Chronic fatigue syndrome overview

Chronic Fatigue Syndrome (CFS) also known as myalgic encephalomyelitis (ME) affects an estimated 2.5 million Americans and as many as 250,000 British adults yearly.

CFS is associated with a rapid growth of neurosis in the central regulatory areas of the autonomic nervous system (ANS); this is attributed to malfunctioning inhibitory processes. It is an ailment that´s common among adults irrespective of race, gender or ethnicity, though chronic fatigue syndrome is more pronounced among people in their 40s and 50s. It can occur in children in very rare cases as well.

Women are more susceptible to contracting it than men with four in five reported cases being women. People who are most at risk are residents of big cities, business owners/top management staff or in general, people with significant responsibilities (and the resulting high stress levels) in workplaces.

Other contributory factors include dangerous emissions from toxic industrial materials and heavy metals as well as side effects of chronic diseases such as infections from retroviruses.

Symptoms of chronic fatigue syndrome

It is a medical condition that is characterized by various symptoms, the most significant being a sensation of continuous fatigue, patients face challenges daily with the effects of this disease both physically and psychologically.

Some of the main symptoms include:

• Enlarged nymph nodes in the neck or armpits thereby making movements such as turning the neck difficult and painful
• Memory loss and a constant inability to concentrate at a particular task
• Muscle pain that seems to defy medical tests
• Exhaustion that can sometimes last for up to 24 hours after undergoing examination by a doctor
• Sleep that leaves the patient more tired and disoriented than before he/she went to bed
• Severe and consistent headaches
• Pain that seems to move across body joints without leaving as much as a swelling and the redness associated with puffed skin

Stem cell therapy for chronic fatigue syndrome

Stem cell therapy is a regenerative treatment that nominally uses cells from the body to fight infections or diseases. In the case of chronic fatigue syndrome, stem cell therapy uses adipose or “fat” cells from the body to fix tissues in the patient, tissues which may have been the cause of CFS in the first instance.

Stem cells taken from umbilical cords or bone marrow aspirate to treat CFS in the near future.
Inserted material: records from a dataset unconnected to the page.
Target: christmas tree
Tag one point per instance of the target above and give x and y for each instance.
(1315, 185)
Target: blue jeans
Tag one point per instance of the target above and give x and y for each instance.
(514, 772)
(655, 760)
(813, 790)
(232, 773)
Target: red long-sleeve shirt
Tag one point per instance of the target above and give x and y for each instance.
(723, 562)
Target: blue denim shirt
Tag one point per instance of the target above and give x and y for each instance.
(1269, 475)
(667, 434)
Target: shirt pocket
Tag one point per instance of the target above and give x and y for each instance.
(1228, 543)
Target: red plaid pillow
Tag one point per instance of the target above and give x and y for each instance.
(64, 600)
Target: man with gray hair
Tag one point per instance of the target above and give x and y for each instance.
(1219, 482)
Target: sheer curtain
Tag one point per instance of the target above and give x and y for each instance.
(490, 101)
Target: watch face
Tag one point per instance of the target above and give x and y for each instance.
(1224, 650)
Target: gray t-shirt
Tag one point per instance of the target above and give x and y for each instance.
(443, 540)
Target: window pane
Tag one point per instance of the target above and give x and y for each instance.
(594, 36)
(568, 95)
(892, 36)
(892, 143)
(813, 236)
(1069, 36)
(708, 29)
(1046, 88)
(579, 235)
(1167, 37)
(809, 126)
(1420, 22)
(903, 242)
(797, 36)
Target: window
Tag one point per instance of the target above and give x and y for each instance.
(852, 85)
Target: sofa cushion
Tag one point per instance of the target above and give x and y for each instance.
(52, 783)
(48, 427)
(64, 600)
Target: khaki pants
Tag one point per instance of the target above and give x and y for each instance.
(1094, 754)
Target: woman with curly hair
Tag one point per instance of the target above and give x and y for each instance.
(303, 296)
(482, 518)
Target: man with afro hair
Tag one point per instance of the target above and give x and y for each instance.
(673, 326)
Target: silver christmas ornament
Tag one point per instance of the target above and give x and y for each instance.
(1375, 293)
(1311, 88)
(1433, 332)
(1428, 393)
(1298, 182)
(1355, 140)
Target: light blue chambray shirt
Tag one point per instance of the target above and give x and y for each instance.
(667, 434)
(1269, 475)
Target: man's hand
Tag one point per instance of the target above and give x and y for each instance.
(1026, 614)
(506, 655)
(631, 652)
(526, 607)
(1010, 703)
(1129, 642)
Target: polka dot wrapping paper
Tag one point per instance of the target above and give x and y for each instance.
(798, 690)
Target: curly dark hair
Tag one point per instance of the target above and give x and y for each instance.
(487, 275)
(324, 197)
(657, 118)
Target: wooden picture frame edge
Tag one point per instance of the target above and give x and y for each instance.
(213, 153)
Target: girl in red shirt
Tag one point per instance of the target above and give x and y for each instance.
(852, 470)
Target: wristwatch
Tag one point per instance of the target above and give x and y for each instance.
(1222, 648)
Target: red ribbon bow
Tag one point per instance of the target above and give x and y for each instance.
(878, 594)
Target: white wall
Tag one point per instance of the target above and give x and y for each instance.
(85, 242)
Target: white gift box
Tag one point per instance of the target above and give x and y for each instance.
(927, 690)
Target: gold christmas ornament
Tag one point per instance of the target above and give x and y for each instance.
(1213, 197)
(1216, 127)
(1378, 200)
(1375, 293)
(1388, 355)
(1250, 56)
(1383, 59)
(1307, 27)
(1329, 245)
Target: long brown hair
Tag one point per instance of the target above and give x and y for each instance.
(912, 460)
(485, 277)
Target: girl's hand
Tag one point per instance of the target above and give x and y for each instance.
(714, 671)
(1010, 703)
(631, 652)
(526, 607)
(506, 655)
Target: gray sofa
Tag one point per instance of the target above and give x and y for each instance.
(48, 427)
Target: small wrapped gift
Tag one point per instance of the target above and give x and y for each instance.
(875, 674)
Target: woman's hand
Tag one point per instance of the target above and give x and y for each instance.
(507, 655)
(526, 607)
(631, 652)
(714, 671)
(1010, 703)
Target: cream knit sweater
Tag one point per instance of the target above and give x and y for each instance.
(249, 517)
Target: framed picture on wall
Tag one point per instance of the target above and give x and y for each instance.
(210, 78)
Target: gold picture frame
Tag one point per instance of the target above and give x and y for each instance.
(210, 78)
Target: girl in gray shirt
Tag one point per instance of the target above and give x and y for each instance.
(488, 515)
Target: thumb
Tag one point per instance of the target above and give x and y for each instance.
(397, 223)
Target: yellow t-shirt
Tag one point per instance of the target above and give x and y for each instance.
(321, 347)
Stem cell therapy provides an advanced form of treatment that help speed up the body’s healing and make it more effective in repairing the damaged tissues; it has been credited with vast improvements in chronic fatigue syndrome patients.

Benefits of stem cell therapy

A large percentage of patients who have chosen to undergo this specialized treatment have reported improvements in the following areas:

  • Reduction of irrational mood swings balanced with better behavioural patterns.
  • Better coordination of body parts making movement easier and almost pain free.
  • Improvements in terms of better sleep, almost total absence of pervasive headaches.
  • Increase in energy levels.
  • Reduction or complete elimination of complaints about pain in muscles.

The process of treatment and recovery

Patients are put under a specialized balanced diet that is tailored for each individual, followed by a battery of medical tests and procedures which are carried out to gauge the progression of the disease.

Medical specialists that treat chronic fatigue syndrome include neurologists, psychiatrists, psychologists, nutritionists, and experts in neuro-rehabilitation. A regime of preparatory medications commences after consultation with the specialist.

Stem cell therapy is very helpful in assisting the damaged organs and the nervous system to recover, which in essence forms the basis of chronic fatigue syndrome. Very importantly, it decreases the risk of potential viral infections. Moreover it restores the body’s defenses and improves the immune system.